Mention also must be made of Angela Gheorghiu, notorious for not showing up to rehearsals and for cancelling performances. Titilatingly, she also recommends having sex before performances to "relax the voice." This is the kind of diva we can't seem to get enough of - she's so naughty! Gheorghiu is described as "the last of the divas". What could that mean? Well, for one, no soprano can afford to be fired these days. They're all on their best behaviour, knowing how easily they could be replaced. Nor can they afford to damage their reputation. The minute word gets out that you're not easy to work with, the offers can dry up. Sure, Gheorghiu is still getting calls (because she's fabulous) but managers who hire her know there's the risk of her cancelling at last minute. In fact, Renee Fleming once joked that she could have a whole career just singing others' cancelled performances.
So if the headlines are true and Gheorghiu really is the last of the divas, it certainly doesn't mean that the word has gone into retirement - it crossed over into the popular music and cinema world a long time ago and hasn't budged. In the red corner, the best kind of a diva: Beyonce. She ticks all the boxes - a hands-on, disciplined perfectionist with extraordinary talent, mesmerising stage presence, the ability to charm interviewers with her impeccable Southern manners and carry herself elegantly at all times. She also reduces fans to quivering messes (Beyonce shouts at a crowd of 50,000 "I love you, Auckland!" and somehow you feel she's talking to you, specifically). Yes she has been accused of diva behaviour (well, her management has), but she has never needed to use the favoured diva expression, "Do you know who I am?" because actually, we all know who you are. A goddess. You too, Cher.
In the blue corner, you have performers like Madonna and Mariah Carey onto whom the word "diva" has been slapped in the worst sense. They are both musical icons, legends of my childhood, but there's something about their diva-ness that gets on everyone's nerves. Jennifer Lopez, dare I say it, grates most of all, because here is an imperious, demanding woman (if you believe the media) who doesn't have the vocal chops to excuse it. Obviously there's no competition when it comes to the diva we prefer but we need the outrageous ones to keep everything in balance. Thank goodness for supermodels, right?
HOW TO SPOT A REAL DIVA
* Her nails. (See: Barbra Streisand nailgate).
* Self confidence is not an issue. "I just love the sound of my own voice. Sometimes I simply move myself to tears." - Leontyne Price.

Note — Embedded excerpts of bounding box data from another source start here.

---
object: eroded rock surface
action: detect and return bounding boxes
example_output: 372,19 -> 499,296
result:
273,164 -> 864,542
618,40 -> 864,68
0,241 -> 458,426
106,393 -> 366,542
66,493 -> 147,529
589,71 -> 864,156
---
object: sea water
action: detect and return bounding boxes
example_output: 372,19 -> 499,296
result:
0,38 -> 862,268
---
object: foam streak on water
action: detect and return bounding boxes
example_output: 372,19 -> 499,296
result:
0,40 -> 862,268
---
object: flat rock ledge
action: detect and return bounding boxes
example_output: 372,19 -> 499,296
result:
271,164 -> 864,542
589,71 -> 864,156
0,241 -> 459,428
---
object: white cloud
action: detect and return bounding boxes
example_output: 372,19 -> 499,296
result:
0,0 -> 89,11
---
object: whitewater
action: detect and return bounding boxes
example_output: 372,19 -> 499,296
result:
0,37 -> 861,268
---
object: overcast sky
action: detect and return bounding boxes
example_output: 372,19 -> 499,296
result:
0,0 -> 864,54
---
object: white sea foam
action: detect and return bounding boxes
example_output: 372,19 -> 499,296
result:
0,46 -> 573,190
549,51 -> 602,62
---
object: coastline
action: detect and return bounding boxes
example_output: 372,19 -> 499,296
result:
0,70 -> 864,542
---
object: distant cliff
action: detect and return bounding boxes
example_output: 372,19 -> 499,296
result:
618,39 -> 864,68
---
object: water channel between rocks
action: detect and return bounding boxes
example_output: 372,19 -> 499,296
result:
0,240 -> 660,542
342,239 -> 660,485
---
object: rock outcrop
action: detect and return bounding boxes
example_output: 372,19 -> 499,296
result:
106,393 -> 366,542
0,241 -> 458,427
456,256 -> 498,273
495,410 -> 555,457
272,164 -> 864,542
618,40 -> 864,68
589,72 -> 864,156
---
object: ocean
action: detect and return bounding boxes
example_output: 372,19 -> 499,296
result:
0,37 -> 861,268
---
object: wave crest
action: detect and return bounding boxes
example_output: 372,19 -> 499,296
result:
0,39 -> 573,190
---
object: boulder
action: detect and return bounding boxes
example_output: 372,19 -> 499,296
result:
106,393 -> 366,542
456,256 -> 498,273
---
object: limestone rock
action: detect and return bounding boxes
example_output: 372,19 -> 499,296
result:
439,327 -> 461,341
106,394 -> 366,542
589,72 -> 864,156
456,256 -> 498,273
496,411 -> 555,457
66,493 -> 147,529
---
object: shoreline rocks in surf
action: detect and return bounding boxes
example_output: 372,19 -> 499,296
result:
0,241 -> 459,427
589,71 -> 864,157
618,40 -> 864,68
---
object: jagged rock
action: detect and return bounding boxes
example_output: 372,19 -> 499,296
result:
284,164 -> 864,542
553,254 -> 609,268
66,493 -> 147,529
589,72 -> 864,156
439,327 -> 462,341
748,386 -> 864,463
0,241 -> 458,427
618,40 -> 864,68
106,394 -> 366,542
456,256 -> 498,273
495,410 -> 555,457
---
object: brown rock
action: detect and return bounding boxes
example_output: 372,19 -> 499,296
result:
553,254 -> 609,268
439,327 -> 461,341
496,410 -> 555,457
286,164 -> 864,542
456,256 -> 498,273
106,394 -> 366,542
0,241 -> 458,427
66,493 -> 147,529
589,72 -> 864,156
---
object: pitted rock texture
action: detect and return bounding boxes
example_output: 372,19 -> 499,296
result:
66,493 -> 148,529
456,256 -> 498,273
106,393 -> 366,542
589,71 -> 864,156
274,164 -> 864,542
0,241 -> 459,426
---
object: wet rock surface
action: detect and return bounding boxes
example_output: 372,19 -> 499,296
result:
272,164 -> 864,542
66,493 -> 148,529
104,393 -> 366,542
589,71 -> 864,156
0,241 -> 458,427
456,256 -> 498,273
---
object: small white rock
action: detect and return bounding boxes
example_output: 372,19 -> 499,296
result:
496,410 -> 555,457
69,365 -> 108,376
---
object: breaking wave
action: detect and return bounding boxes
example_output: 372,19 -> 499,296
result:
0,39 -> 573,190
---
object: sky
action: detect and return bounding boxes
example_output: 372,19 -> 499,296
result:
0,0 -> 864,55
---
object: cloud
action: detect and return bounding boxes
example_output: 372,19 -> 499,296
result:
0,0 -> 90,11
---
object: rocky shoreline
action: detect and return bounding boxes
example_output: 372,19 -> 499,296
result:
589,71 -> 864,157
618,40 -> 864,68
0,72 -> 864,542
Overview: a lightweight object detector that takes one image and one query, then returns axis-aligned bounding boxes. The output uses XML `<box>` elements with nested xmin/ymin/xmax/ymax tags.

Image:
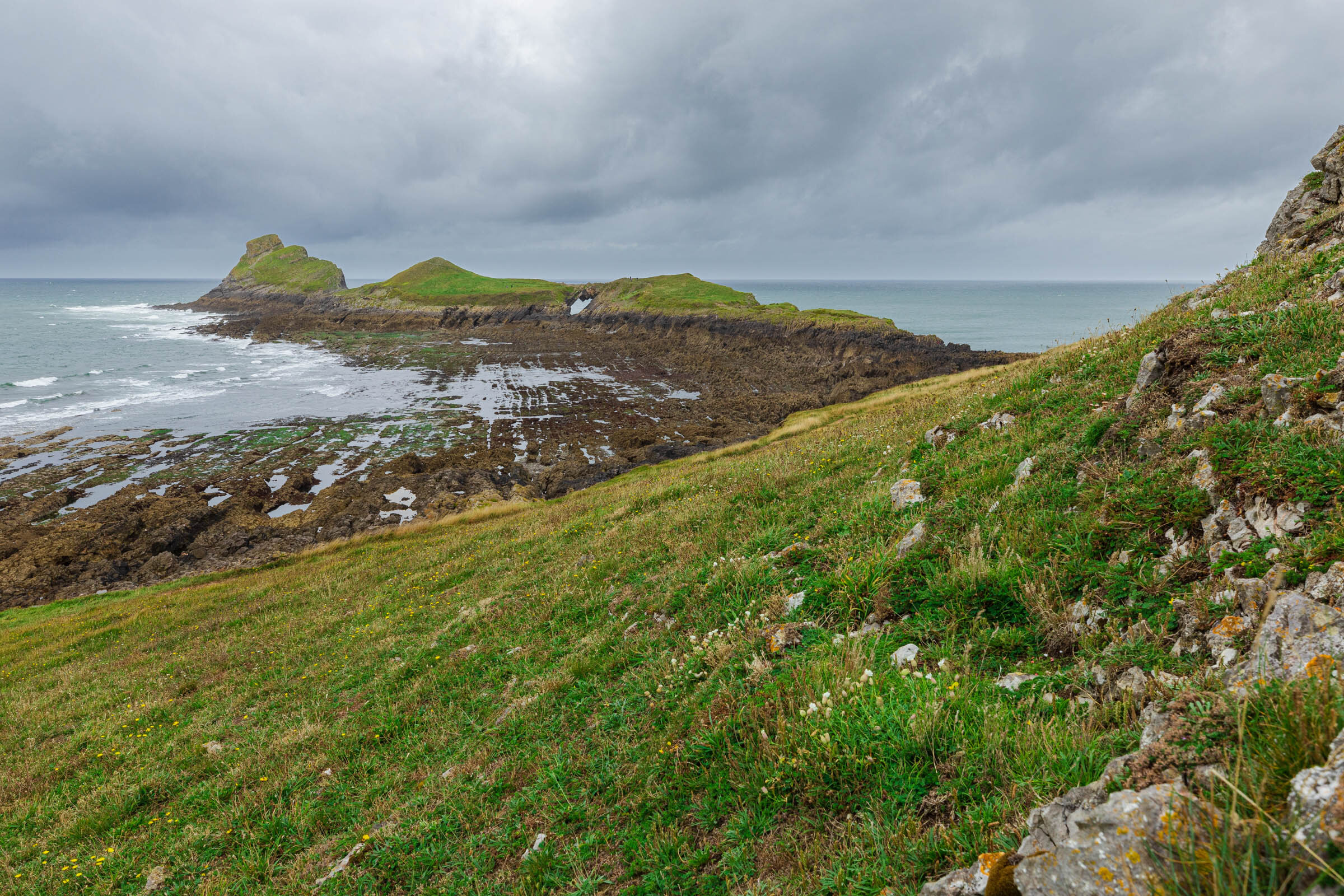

* Knows how to shake things up. "If I want to knock a story off the front page, I just change my hairstyle." - Hillary Clinton.
* Calls it like she sees it in a way that makes people love her more. "All you have to do is look crap on film and everyone thinks you're a brilliant actress. Actually, all you've done is look crap on film." - Helen Mirren.
* Accessorises. "Big girls need big diamonds." - Elizabeth Taylor
*Has a sense of humour. "Every singer eventually gets around to a Christmas disc." - Renee Fleming.
* Works hard. "There are no shortcuts to any place worth going." - Beverly Sills.
* Is a feminist. "The word feminism needs to be taken back. It needs to be reclaimed in a way that is inclusive of men." - Annie Lennox.
* Never has to ask, "do you know who I am?"